One way to counteract increasing competition in your market is to sell products that feature superior industrial designs.

There are many ways that a savvy custom installation firm can counteract increasing competition in its market. One approach is to provide better service and learn how to be compensated appropriately for it. Another is to sell products that feature superior industrial designs and engineering.

By seeking out relationships with companies that go the extra mile to hire top industrial designers and technical engineers, a dealer demonstrates to a potential client that he or she possesses strong attention to detail. This client will, in turn, naturally assume that her dealer’s system designs will be just as tasteful and sophisticated as the products that he sells. I imagine that most clients would be willing to spend a couple of extra bucks for this sort of reassurance.

It seems that more and more dealers are catching on, just as manufacturers themselves are beginning to take more care in the designs that they bring to market. For example, I recently traveled to Italy where video products manufacturer SIM2 hosted a handful of journalists and a key U.S. dealer at its corporate headquarters near Venice. We were treated to an in-depth explanation of the company’s intense engineering focus and told about the emphasis it places on innovative industrial design. Maurizio Cini, CEO of SIM2 parent company Sleco, explained that as a small company, engineering and design excellence is essential to SIM2’s ability to compete with larger consumer electronics companies. Design, Cini explained, is much more than a marketing gimmick in Italy; it’s a way of life.

SIM2, with its uniquely shaped rear-projection DLP monitors and sporty Grand Cinema and Domino projectors, isn’t the only company catching on to the importance of engineering and aesthetics. Residential Systems managing editor Margot Douaihy also received an inside look at a European manufacturer’s passionate attention to design. This past spring, Douaihy traveled to Copenhagen, Denmark, for a preview of Jamo’s new fully integrated home theater solution. As she explains in her article on p. 24, the company’s 2F Concept was named for its intersection of form and function. It encompasses an HD- and ethernet-ready plasma, DVD/DVR, source amplification and surround sound in a system that embodies Scandinavian industrial design and technological acumen.

Douaihy noted that the Danish design firm of Birgitte Smedegaard and Sine Weiss, who won accolades for previous Jamo equipment designs, “established a cohesive visual language that breaks conventional paradigms.” Douaihy suggested that each device fuses traditional Scandinavian design code with new interpretations, including restricted use of color and unembellished contour. The design team and Jamo engineers collaborated to create a finished system that reflected simplicity and supreme ease of use, from the streamlined remote, to on-screen menus to speaker grilles.

The great support shown for this Residential Systems’ first industrial design awards contest this past month further indicates that manufacturers are recognizing the role of design in their product development processes.

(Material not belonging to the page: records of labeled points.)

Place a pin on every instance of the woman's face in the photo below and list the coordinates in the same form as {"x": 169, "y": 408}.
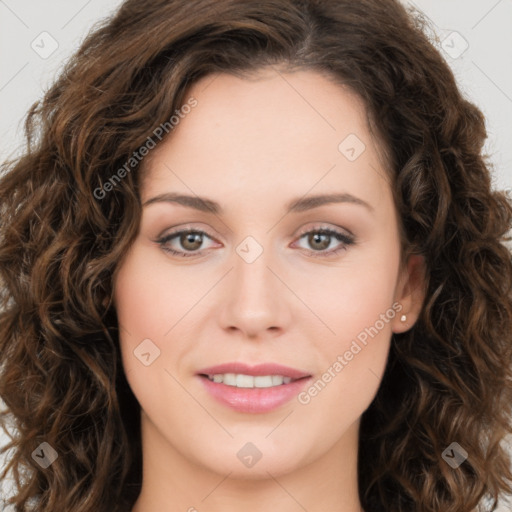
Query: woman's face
{"x": 258, "y": 284}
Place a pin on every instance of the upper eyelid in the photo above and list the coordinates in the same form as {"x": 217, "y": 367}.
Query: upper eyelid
{"x": 318, "y": 227}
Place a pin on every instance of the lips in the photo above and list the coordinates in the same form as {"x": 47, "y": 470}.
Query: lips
{"x": 258, "y": 370}
{"x": 254, "y": 399}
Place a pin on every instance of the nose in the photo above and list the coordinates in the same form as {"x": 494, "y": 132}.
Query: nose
{"x": 256, "y": 302}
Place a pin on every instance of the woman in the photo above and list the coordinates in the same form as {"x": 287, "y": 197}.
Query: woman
{"x": 172, "y": 336}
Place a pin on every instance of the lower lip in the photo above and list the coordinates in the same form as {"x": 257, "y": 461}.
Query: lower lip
{"x": 254, "y": 400}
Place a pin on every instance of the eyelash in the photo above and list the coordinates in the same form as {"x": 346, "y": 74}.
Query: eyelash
{"x": 338, "y": 235}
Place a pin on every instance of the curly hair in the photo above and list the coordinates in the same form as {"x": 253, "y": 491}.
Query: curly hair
{"x": 449, "y": 378}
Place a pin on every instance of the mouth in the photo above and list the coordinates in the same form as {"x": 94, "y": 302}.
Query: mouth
{"x": 240, "y": 380}
{"x": 257, "y": 389}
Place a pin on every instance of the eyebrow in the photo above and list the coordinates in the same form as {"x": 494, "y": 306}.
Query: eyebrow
{"x": 296, "y": 205}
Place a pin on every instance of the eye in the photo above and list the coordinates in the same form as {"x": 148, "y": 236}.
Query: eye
{"x": 189, "y": 239}
{"x": 320, "y": 238}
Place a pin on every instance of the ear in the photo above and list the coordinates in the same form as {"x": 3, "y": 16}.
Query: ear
{"x": 410, "y": 293}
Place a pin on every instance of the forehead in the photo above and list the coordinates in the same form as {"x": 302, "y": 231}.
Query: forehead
{"x": 271, "y": 130}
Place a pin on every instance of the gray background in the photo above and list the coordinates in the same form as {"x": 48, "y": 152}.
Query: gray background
{"x": 474, "y": 36}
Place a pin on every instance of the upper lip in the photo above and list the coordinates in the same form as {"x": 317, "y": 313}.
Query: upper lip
{"x": 260, "y": 369}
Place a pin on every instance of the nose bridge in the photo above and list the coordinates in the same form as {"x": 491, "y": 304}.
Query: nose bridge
{"x": 252, "y": 262}
{"x": 255, "y": 301}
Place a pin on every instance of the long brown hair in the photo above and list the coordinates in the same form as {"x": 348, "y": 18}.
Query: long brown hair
{"x": 448, "y": 379}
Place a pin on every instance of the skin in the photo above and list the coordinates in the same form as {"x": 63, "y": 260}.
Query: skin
{"x": 253, "y": 145}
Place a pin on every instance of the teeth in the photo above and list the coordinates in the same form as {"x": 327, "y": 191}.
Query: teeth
{"x": 248, "y": 381}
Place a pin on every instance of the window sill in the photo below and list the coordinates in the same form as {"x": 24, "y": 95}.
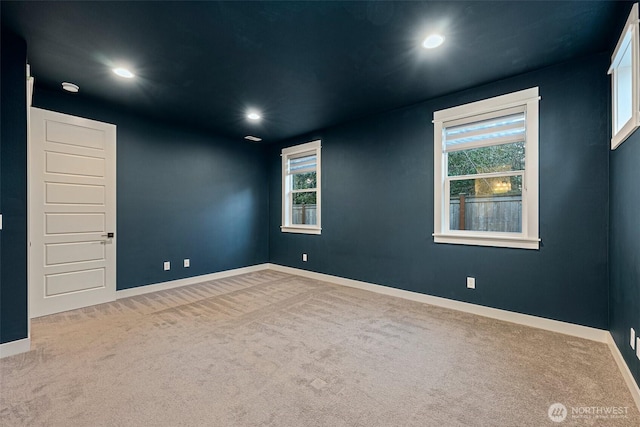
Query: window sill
{"x": 490, "y": 240}
{"x": 301, "y": 230}
{"x": 624, "y": 133}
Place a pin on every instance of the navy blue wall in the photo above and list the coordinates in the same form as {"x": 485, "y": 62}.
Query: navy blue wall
{"x": 624, "y": 247}
{"x": 180, "y": 194}
{"x": 377, "y": 201}
{"x": 13, "y": 189}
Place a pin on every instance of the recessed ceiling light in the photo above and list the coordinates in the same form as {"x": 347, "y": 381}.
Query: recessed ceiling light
{"x": 123, "y": 72}
{"x": 433, "y": 41}
{"x": 70, "y": 87}
{"x": 253, "y": 115}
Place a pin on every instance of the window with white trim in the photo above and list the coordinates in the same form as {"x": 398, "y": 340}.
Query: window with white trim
{"x": 625, "y": 77}
{"x": 486, "y": 172}
{"x": 301, "y": 199}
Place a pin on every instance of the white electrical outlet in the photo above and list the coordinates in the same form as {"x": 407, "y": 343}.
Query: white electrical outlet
{"x": 471, "y": 282}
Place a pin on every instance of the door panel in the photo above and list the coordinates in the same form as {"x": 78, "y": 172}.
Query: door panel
{"x": 72, "y": 208}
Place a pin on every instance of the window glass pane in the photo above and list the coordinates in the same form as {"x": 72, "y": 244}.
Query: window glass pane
{"x": 623, "y": 76}
{"x": 496, "y": 158}
{"x": 304, "y": 208}
{"x": 486, "y": 204}
{"x": 303, "y": 181}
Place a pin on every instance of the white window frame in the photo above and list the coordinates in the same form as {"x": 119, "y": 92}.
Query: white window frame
{"x": 527, "y": 239}
{"x": 313, "y": 147}
{"x": 629, "y": 39}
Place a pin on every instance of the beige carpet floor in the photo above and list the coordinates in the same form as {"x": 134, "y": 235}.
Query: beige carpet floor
{"x": 271, "y": 349}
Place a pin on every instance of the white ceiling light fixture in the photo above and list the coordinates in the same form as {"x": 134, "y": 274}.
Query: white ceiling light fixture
{"x": 433, "y": 41}
{"x": 70, "y": 87}
{"x": 253, "y": 116}
{"x": 123, "y": 72}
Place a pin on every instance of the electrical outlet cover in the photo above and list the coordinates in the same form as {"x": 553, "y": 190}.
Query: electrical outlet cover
{"x": 471, "y": 282}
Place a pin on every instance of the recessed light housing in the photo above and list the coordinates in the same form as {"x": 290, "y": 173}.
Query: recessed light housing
{"x": 123, "y": 72}
{"x": 253, "y": 116}
{"x": 70, "y": 87}
{"x": 433, "y": 41}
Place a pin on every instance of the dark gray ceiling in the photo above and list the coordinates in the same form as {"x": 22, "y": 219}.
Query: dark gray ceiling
{"x": 306, "y": 65}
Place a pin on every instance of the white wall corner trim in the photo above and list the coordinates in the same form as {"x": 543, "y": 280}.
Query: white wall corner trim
{"x": 624, "y": 370}
{"x": 593, "y": 334}
{"x": 163, "y": 286}
{"x": 12, "y": 348}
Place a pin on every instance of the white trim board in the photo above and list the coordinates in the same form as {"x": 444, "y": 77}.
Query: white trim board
{"x": 163, "y": 286}
{"x": 12, "y": 348}
{"x": 624, "y": 370}
{"x": 593, "y": 334}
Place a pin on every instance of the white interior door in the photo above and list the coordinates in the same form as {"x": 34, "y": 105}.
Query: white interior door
{"x": 72, "y": 212}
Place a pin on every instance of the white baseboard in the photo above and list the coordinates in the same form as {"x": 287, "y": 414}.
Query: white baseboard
{"x": 586, "y": 332}
{"x": 140, "y": 290}
{"x": 12, "y": 348}
{"x": 624, "y": 370}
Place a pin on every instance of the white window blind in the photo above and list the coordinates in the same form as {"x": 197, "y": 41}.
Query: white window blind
{"x": 303, "y": 164}
{"x": 503, "y": 129}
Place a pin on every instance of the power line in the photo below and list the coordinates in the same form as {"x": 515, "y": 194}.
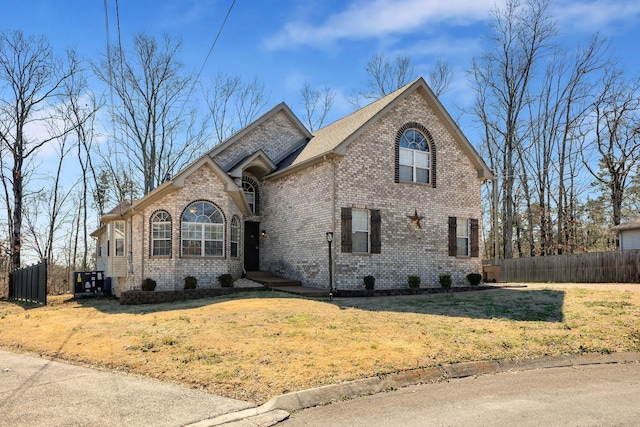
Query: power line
{"x": 213, "y": 45}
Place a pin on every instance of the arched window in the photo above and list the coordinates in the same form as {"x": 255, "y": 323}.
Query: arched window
{"x": 202, "y": 230}
{"x": 415, "y": 157}
{"x": 250, "y": 188}
{"x": 235, "y": 236}
{"x": 161, "y": 234}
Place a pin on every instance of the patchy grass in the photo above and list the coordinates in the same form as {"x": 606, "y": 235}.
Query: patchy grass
{"x": 256, "y": 346}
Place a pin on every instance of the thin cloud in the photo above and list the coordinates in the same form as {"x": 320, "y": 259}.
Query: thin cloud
{"x": 599, "y": 15}
{"x": 381, "y": 18}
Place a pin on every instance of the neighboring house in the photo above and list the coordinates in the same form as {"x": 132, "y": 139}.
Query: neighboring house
{"x": 629, "y": 234}
{"x": 396, "y": 182}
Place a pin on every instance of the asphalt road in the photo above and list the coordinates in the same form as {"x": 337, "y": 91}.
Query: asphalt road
{"x": 593, "y": 395}
{"x": 39, "y": 392}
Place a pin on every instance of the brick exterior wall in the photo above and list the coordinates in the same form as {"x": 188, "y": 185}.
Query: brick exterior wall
{"x": 296, "y": 216}
{"x": 276, "y": 137}
{"x": 298, "y": 209}
{"x": 169, "y": 272}
{"x": 365, "y": 179}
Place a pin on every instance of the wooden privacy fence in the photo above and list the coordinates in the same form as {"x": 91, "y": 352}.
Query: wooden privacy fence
{"x": 597, "y": 267}
{"x": 29, "y": 284}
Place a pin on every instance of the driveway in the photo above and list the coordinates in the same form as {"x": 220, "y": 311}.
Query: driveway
{"x": 39, "y": 392}
{"x": 592, "y": 395}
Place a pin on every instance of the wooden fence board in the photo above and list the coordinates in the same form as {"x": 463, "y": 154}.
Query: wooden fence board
{"x": 597, "y": 267}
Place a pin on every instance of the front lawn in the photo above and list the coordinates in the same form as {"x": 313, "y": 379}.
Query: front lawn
{"x": 256, "y": 346}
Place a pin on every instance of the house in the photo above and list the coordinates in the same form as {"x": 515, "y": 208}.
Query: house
{"x": 396, "y": 182}
{"x": 629, "y": 234}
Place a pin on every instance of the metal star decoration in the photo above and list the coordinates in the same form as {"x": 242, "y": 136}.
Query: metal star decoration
{"x": 415, "y": 218}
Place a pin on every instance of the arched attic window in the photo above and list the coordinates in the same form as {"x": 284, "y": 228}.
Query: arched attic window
{"x": 252, "y": 194}
{"x": 415, "y": 155}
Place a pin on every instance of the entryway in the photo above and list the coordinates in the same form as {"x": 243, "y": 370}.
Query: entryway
{"x": 251, "y": 246}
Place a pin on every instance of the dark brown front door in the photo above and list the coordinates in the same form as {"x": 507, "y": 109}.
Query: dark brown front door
{"x": 251, "y": 246}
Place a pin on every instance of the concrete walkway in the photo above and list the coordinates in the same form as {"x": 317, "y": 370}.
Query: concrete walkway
{"x": 39, "y": 392}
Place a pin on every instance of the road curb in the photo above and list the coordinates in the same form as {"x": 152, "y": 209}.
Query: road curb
{"x": 277, "y": 409}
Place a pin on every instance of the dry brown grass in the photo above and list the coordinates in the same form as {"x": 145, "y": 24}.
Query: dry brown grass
{"x": 256, "y": 346}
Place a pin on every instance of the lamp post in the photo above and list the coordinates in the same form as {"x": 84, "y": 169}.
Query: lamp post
{"x": 329, "y": 240}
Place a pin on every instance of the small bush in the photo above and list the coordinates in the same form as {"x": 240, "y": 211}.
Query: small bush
{"x": 190, "y": 282}
{"x": 445, "y": 280}
{"x": 369, "y": 282}
{"x": 474, "y": 278}
{"x": 226, "y": 280}
{"x": 414, "y": 281}
{"x": 148, "y": 284}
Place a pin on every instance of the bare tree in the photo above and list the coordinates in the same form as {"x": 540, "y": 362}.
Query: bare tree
{"x": 155, "y": 128}
{"x": 30, "y": 80}
{"x": 617, "y": 137}
{"x": 440, "y": 77}
{"x": 558, "y": 111}
{"x": 233, "y": 103}
{"x": 384, "y": 75}
{"x": 316, "y": 103}
{"x": 521, "y": 35}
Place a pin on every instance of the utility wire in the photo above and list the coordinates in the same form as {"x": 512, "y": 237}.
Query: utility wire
{"x": 212, "y": 46}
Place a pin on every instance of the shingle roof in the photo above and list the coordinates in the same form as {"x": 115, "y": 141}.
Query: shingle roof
{"x": 120, "y": 208}
{"x": 329, "y": 137}
{"x": 629, "y": 225}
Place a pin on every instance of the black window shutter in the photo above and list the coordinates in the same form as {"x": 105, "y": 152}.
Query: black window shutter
{"x": 453, "y": 244}
{"x": 475, "y": 247}
{"x": 346, "y": 230}
{"x": 376, "y": 229}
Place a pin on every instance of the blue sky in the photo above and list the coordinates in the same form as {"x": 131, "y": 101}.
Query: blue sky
{"x": 287, "y": 42}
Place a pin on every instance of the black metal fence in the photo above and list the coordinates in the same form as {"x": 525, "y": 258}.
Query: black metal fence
{"x": 29, "y": 284}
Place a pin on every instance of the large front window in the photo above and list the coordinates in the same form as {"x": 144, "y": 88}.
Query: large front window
{"x": 202, "y": 230}
{"x": 415, "y": 157}
{"x": 161, "y": 234}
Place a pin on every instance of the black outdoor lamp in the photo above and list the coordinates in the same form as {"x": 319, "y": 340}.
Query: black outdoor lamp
{"x": 329, "y": 240}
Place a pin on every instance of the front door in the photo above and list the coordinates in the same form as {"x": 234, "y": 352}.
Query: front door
{"x": 251, "y": 246}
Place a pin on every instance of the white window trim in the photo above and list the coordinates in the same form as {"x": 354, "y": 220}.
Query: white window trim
{"x": 354, "y": 231}
{"x": 155, "y": 239}
{"x": 215, "y": 228}
{"x": 116, "y": 238}
{"x": 463, "y": 232}
{"x": 235, "y": 224}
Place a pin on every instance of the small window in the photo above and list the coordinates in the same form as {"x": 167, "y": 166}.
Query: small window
{"x": 250, "y": 195}
{"x": 235, "y": 236}
{"x": 202, "y": 230}
{"x": 414, "y": 157}
{"x": 463, "y": 235}
{"x": 119, "y": 237}
{"x": 161, "y": 234}
{"x": 360, "y": 230}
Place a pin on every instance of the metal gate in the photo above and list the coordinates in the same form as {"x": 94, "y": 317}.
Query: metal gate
{"x": 29, "y": 284}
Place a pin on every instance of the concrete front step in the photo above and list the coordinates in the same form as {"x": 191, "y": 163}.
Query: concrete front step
{"x": 285, "y": 285}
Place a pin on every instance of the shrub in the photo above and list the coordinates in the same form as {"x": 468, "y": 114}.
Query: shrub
{"x": 148, "y": 284}
{"x": 190, "y": 282}
{"x": 474, "y": 278}
{"x": 445, "y": 280}
{"x": 414, "y": 281}
{"x": 226, "y": 280}
{"x": 369, "y": 282}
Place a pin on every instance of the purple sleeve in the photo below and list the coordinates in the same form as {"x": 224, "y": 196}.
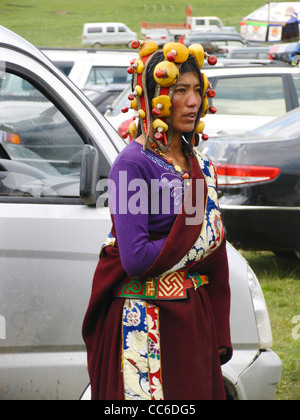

This year’s RESI Awards will be announced September 9 at CEDIA EXPO, but in next month’s RS you will get a chance to read about all of the finalists and see what our esteemed panel of dealers and industrial designer judges has deemed worthy of special praise.

As Peter Hoagland explains it in this month’s cover story on p. 32, “More and more consumer electronics brands are turning to industrial designers for a variety of reasons: to improve their brand image, enhance perceived value, increase sales and market share or make their products more ‘global’.”

Industrial design, Hoagland asserts, has become more than just styling and fashion, “it is good business and often critical for the bottom line and some time’s their customer’s bottom line, too,” he said.

Industrial designs are crucial to our business for other reasons, as well. As Hoagland noted, “Virtually all of the products that this industry markets, sells and installs demand simplicity and ease of use by the end user. It can be the difference between making a sale or not. Whether the customer is happy with their products also could mean the difference between repeat business and referrals or not.”